On invite David Guetta en 2007 et David Nalbandian remporte un beau tournoi, où Gasquet brille. En 2008, c'est Martin Solveig qui anime le tennis-floor. Le sol a d'ailleurs lui aussi changé. Fini le mauve gluant, vive le bleu et vert. Fini le supreme court, trop lent pour ces messieurs et hop, vive le retour des résines de Gerflor. Un parquet de bois (aggloméré), trois couches de résines, cela va beaucoup plus vite et cela permet en 2008 de voir un puncheur prendre le titre à Nalbandian : Tsonga. Cela va surtout permettre aux joueurs d'évoluer sur la même surface qu'à Londres. Et ce jusqu'en 2012.
2009, SUPERBUS ET BERCY A DEUX ETAGES ?
Cette année, c'est le groupe Superbus qui vient donner le ton dès dimanche. Une pop gentille pour mettre les joueurs de bonne humeur et pour indiquer que le chemin n'est plus très long avant Londres. Tsonga ne croit plus vraiment en ses chances de qualification pour le Masters et Simon est déjà mathématiquement out. Le premier espère toutefois, si ses poignets douloureux vont mieux (après son abandon à Valence), défendre son titre. Le second, qui venait voir ce tournoi tout petit, rêve d'un titre. Les deux se retrouvent dans la même partie de tableau que Nadal et Djokovic et pourraient même s'affronter en huitièmes de finale.
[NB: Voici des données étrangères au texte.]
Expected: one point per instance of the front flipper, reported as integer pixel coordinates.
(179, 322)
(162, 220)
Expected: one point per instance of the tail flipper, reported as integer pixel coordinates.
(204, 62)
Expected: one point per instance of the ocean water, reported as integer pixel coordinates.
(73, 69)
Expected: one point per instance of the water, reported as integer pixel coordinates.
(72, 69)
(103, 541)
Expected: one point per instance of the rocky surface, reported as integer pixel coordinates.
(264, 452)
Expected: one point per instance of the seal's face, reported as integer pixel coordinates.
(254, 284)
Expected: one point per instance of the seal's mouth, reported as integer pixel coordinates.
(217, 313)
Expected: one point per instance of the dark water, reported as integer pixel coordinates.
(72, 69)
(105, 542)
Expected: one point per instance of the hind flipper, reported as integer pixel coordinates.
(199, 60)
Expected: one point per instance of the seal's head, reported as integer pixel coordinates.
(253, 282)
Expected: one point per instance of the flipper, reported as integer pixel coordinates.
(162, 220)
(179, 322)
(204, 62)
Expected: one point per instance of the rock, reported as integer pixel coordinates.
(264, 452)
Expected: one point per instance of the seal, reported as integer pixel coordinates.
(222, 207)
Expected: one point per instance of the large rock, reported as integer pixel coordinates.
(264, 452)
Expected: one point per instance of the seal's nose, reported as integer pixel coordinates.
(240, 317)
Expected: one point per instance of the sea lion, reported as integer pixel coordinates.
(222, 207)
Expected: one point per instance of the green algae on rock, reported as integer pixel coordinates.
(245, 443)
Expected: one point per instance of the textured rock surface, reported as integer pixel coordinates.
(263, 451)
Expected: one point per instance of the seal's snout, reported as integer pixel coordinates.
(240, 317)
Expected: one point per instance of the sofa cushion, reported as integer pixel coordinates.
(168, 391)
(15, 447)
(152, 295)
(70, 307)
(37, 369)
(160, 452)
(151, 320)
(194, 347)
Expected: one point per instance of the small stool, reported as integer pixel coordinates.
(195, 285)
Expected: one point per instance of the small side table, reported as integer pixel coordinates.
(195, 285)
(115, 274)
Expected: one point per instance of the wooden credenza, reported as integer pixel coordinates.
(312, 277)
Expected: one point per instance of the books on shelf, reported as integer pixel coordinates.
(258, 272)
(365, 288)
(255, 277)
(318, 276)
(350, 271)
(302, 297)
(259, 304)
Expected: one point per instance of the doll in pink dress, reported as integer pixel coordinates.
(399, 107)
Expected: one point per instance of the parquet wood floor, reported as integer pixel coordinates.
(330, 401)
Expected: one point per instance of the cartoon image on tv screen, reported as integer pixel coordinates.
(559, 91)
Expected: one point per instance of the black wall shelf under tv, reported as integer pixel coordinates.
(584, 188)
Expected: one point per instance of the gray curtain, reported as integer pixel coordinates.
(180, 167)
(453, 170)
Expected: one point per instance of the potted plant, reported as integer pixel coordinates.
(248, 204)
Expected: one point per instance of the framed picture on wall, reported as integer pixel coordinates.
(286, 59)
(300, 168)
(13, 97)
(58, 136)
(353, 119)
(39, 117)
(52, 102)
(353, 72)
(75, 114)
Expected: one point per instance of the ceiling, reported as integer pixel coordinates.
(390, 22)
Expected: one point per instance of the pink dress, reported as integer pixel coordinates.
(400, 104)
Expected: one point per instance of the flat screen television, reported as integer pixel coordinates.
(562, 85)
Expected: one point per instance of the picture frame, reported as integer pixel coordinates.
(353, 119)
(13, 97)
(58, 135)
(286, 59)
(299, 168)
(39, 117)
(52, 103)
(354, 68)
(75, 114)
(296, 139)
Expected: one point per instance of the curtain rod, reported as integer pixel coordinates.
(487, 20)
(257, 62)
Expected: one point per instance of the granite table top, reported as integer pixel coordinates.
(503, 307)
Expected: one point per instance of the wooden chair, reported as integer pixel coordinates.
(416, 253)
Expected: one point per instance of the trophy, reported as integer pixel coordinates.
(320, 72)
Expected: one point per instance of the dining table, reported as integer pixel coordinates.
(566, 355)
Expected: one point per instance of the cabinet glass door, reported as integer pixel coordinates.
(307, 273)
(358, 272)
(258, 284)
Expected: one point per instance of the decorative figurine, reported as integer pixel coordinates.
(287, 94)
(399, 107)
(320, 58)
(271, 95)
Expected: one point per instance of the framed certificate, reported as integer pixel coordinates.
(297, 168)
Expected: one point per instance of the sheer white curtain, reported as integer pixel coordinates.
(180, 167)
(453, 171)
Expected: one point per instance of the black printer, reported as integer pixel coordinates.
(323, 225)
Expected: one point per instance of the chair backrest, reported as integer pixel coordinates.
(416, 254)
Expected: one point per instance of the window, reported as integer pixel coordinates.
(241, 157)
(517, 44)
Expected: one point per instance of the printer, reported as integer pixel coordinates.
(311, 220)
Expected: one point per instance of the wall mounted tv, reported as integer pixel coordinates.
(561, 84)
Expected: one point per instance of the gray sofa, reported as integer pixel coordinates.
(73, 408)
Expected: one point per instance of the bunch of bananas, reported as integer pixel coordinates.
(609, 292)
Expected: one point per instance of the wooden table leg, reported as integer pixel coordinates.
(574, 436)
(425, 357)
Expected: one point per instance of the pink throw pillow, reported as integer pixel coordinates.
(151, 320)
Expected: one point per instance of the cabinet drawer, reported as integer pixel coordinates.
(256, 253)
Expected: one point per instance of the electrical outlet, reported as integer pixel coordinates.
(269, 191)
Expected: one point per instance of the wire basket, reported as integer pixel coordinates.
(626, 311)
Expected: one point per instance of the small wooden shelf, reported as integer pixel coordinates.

La course au Masters ne sera pas vraiment d'actualité. Avec un Fernando Verdasco demi-finaliste à Valence, un Robin Soderling convalescent et un Fernando Gonzalez en petite forme, c'est une avalanche de coïncidences qu'il faudrait pour changer la donne actuelle (qualifiés : Federer, Nadal, Djokovic, Murray, Del Potro, Roddick, Davydenko, Verdasco). Bercy sera pourtant le lieu idéal pour observer ce qui se fait de mieux dans le tennis mondial : le tennis rigoureux des top 10 et une soixantaine de joueurs aux talents des plus variés. L'occasion aussi de revoir une dernière fois Jérémy Chardy, la plus belle progression tricolore de l'année (face à Monaco au premier tour) et bien entendu, Fabrice Santoro, qui terminera sa carrière cette semaine.
A SAVOIR : Au moment où l'on évalue l'agrandissement ou le déménagement de Roland-Garros, Bercy fête ses 24 ans et bénéficie encore, selon la FFT, d'infrastructures adaptées à un événement tel qu'un Masters 1000 pour plusieurs années encore.